О том, что среди эсеров имеется провокатор по кличке Раскин, Бурцев впервые услышал от Бакая.[71]
Их знакомство состоялось в мае 1906 года, когда Бакай пришел в петербургскую редакцию «Былого» и заявил Бурцеву, что желает поговорить с ним наедине. «По своим убеждениям я – эсер, – сказал он, – служу в департаменте полиции чиновником особых поручений при охранном отделении. Не могу ли я быть чем-нибудь полезным освободительному движению?»[72] Мотивы такого поведения Бакая не выяснены. Известно, что двойную игру он стал вести с 1905 года; возможно, бывший секретный агент понял, что прежнему режиму настал конец, и хотел таким образом обеспечить себе «новую работу». Этот молодой человек с внешностью семинариста производил впечатление фанатика, а серьезные революционные связи обеспечивали ему доверие многих. Знакомство с Бакаем сильно обогатило представления Бурцева о департаменте полиции, Владимир Львович не мог не оценить, сколь полезным в деле ловли провокаторов станет их взаимное сотрудничество.Узнав от Бакая про Раскина, Бурцев задался целью выяснить, кто скрывается за этим псевдонимом.

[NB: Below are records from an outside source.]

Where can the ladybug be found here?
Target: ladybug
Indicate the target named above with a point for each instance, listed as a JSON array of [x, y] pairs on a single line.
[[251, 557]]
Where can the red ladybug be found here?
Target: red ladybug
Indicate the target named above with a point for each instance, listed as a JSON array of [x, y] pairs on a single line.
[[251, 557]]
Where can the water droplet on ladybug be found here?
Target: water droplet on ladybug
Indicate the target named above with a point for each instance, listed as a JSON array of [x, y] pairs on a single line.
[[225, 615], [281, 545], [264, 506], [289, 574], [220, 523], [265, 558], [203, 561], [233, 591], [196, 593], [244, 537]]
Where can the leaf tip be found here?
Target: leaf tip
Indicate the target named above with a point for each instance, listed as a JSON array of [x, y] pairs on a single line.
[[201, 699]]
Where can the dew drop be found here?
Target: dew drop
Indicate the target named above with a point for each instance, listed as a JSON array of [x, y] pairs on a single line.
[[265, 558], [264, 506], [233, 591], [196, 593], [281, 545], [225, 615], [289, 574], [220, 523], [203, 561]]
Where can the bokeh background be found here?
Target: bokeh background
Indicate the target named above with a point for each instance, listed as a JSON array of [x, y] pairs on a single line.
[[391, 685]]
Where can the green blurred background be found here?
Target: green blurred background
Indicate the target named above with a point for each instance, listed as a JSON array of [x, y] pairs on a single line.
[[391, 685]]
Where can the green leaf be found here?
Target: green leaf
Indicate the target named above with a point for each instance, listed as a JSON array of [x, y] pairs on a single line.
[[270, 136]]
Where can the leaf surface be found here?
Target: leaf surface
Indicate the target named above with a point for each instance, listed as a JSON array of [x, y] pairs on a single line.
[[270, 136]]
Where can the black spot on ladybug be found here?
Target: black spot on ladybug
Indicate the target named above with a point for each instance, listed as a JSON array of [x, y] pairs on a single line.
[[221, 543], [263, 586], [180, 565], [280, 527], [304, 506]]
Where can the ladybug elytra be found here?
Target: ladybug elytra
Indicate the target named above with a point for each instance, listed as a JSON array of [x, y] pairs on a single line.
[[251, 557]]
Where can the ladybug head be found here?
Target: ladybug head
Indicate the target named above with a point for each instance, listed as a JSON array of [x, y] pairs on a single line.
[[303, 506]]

Мысль о том, что в партии эсеров есть агент охранки, прочно засела у него в голове. Но, несмотря на все усилия Владимира Львовича, Раскин был неуловим, вычислить его никак не удавалось. И тогда Бурцев заинтересовался Азефом[73]

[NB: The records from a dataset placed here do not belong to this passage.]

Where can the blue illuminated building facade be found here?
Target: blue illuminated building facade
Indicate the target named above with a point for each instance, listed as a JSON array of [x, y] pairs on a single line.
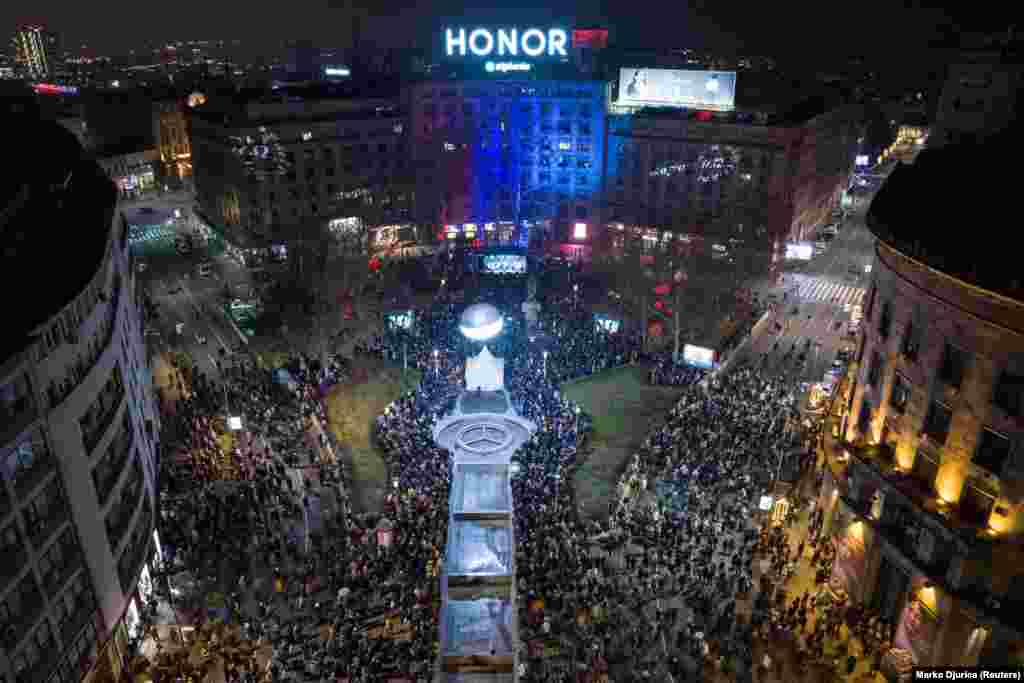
[[509, 162]]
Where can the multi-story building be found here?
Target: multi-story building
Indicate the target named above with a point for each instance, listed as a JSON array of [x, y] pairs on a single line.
[[505, 160], [170, 130], [924, 493], [78, 426], [270, 168], [36, 51], [767, 170]]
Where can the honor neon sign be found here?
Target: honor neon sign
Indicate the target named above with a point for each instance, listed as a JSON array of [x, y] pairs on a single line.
[[505, 42]]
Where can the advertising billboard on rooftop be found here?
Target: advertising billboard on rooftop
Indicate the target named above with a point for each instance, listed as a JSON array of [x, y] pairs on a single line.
[[676, 87]]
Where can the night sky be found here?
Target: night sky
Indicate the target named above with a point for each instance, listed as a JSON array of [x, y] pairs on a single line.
[[798, 28]]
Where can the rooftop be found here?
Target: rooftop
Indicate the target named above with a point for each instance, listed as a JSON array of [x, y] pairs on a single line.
[[952, 209], [767, 98], [54, 221]]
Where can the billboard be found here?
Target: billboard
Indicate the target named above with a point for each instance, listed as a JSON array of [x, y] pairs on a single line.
[[799, 251], [676, 87], [595, 39], [505, 263], [698, 356]]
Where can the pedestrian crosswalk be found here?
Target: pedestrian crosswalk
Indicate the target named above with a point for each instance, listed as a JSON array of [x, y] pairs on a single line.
[[818, 289]]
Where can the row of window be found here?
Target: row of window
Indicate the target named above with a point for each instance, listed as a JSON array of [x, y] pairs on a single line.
[[56, 392], [1009, 390], [109, 468], [123, 509], [510, 92], [96, 418], [65, 328], [25, 464]]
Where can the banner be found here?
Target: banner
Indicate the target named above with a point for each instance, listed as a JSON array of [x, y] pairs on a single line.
[[916, 632], [850, 565]]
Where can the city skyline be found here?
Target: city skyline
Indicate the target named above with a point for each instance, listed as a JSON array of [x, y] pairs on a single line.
[[777, 31]]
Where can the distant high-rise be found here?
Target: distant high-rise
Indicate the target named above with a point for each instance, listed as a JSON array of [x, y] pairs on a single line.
[[36, 51], [983, 90]]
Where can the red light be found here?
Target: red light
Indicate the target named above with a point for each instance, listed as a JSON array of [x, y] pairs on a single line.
[[595, 39]]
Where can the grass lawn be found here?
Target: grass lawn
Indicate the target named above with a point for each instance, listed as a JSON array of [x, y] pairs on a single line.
[[625, 408], [352, 410]]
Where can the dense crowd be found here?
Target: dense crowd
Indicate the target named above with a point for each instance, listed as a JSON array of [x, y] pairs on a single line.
[[357, 598]]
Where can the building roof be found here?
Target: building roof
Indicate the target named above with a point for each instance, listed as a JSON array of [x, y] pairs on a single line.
[[53, 225], [953, 209]]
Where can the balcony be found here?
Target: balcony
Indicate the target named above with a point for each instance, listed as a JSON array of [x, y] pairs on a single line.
[[57, 393]]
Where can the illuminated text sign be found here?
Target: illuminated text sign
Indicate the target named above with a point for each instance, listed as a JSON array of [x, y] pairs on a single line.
[[505, 42]]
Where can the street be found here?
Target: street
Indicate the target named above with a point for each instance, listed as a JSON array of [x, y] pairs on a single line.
[[178, 291], [816, 304]]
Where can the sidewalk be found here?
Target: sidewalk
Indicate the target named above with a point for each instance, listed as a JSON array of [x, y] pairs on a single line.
[[783, 651]]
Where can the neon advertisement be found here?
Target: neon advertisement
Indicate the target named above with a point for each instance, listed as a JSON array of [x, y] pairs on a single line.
[[676, 87], [505, 42]]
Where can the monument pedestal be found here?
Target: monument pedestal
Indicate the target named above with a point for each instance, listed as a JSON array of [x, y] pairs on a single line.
[[484, 372]]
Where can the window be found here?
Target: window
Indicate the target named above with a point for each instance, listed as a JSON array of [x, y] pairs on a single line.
[[976, 503], [38, 651], [953, 363], [886, 319], [11, 549], [926, 467], [937, 421], [911, 341], [25, 464], [864, 419], [15, 398], [1010, 393], [18, 610], [900, 395], [992, 453], [61, 557], [875, 373]]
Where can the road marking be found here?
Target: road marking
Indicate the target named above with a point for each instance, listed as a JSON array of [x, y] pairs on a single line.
[[223, 344]]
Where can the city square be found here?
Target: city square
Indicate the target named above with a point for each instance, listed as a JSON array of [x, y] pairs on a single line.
[[528, 350]]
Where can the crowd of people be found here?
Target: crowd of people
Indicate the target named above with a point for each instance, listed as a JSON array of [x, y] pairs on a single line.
[[358, 597]]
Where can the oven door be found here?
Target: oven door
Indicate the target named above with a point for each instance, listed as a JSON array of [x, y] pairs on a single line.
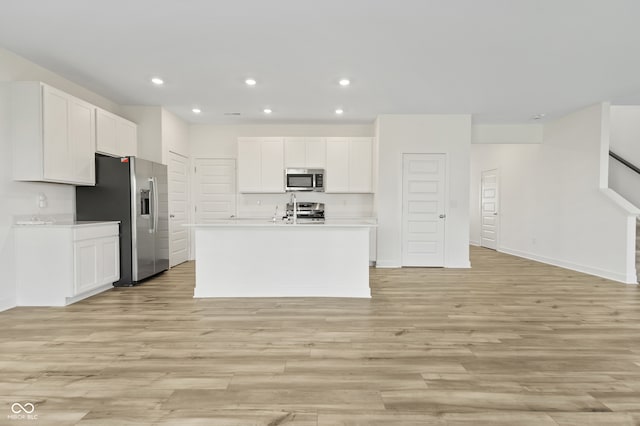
[[299, 182]]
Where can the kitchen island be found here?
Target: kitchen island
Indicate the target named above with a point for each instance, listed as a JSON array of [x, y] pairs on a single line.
[[262, 258]]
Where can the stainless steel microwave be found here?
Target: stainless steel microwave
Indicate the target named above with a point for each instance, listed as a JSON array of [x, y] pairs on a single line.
[[304, 180]]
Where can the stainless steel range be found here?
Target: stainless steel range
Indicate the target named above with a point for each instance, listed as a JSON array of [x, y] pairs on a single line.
[[306, 212]]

. Тот факт, что такой профессионал, как Бакай, ничего не знает об Азефе, давно не давал ему покоя. Еще больше Владимира Львовича смущало то, что глава Боевой организации, организатор убийства Плеве и великого князя Сергея, спокойно разъезжает по Английской набережной, в то время как за самим Бурцевым постоянно охотятся филеры. Возможно, первым толчком в этой цепочке размышлений стали слова Бакая: «Если ваше предположение верно, и Азеф близок к Чернову и Натансону, и он руководит Боевой организацией, а у нас о нем не говорят, то это означает, что Азеф – наш сотрудник». Но Бакай не предполагал, что Азеф и Раскин – это один и тот же человек, а Бурцев предположил и оказался прав. В Париж он приехал с твердым убеждением, что Раскин и есть Азеф. Эсеры обвинили Бурцева в шпиономании, утверждали, что Бакай был специально подослан к нему для того, чтобы дезорганизовать партию максималистов. Непогрешимость Азефа была для революционеров вне всяких сомнений, в то, что он является провокатором, отказывались верить категорически. Умирающий Григорий Гершуни собрался ехать в Россию, чтобы доказать нелепость этих слухов.Азеф был гордостью и любимцем партии социалистов-революционеров. Очевидно, он обладал некой харизмой, коль эсеры доверяли ему так слепо. Об Азефе написано множество статей и книг, но разгадать загадку этого человека не удалось никому. Игрок по натуре и провокатор по призванию, Азеф любил совершать поступки на грани фола. Часть террористических актов этот «блистательный бомбист» разрабатывал для революционеров, а о другой заблаговременно извещал полицию, где получал жалованье за свои услуги. Обладая недюжинным умом и прекрасной интуицией, он умудрялся водить за нос и партию эсеров, и департамент полиции. Наверное, так продолжалось бы еще долго, если бы не Бурцев. Владимир Львович был далеко не первый, кто подозревал Азефа в провокаторстве, но только ему удалось подтвердить эту смутную догадку.
Для того чтобы раздобыть последнее звено в цепи доказательств и убедить в своей правоте эсеров, Бурцев решается на отчаянный шаг. Узнав, что в сентябре 1908 года бывший директор департамента полиции А. П. Лопухин[74]
, возвращаясь с курорта, едет в Петербург через Кельн, он садится в тот же вагон. Разговор с Лопухиным стал тем генеральным интервью, которое поставило точку в расследовании Бурцева. Этот разговор между Берлином и Кельном продолжался шесть часов. В течение этого времени Владимир Львович рассказывал Лопухину все, что ему известно о Раскине. «Я, – говорил он, – приведу все доказательства его двойной роли. Я назову его охранные клички, его клички в революционной среде и назову его настоящую фамилию. Я долго и упорно работал над его разоблачением и могу с уверенностью сказать: я с ним уже покончил. Он окончательно разоблачен мною! Мне остается только сломить упорство его товарищей»[75].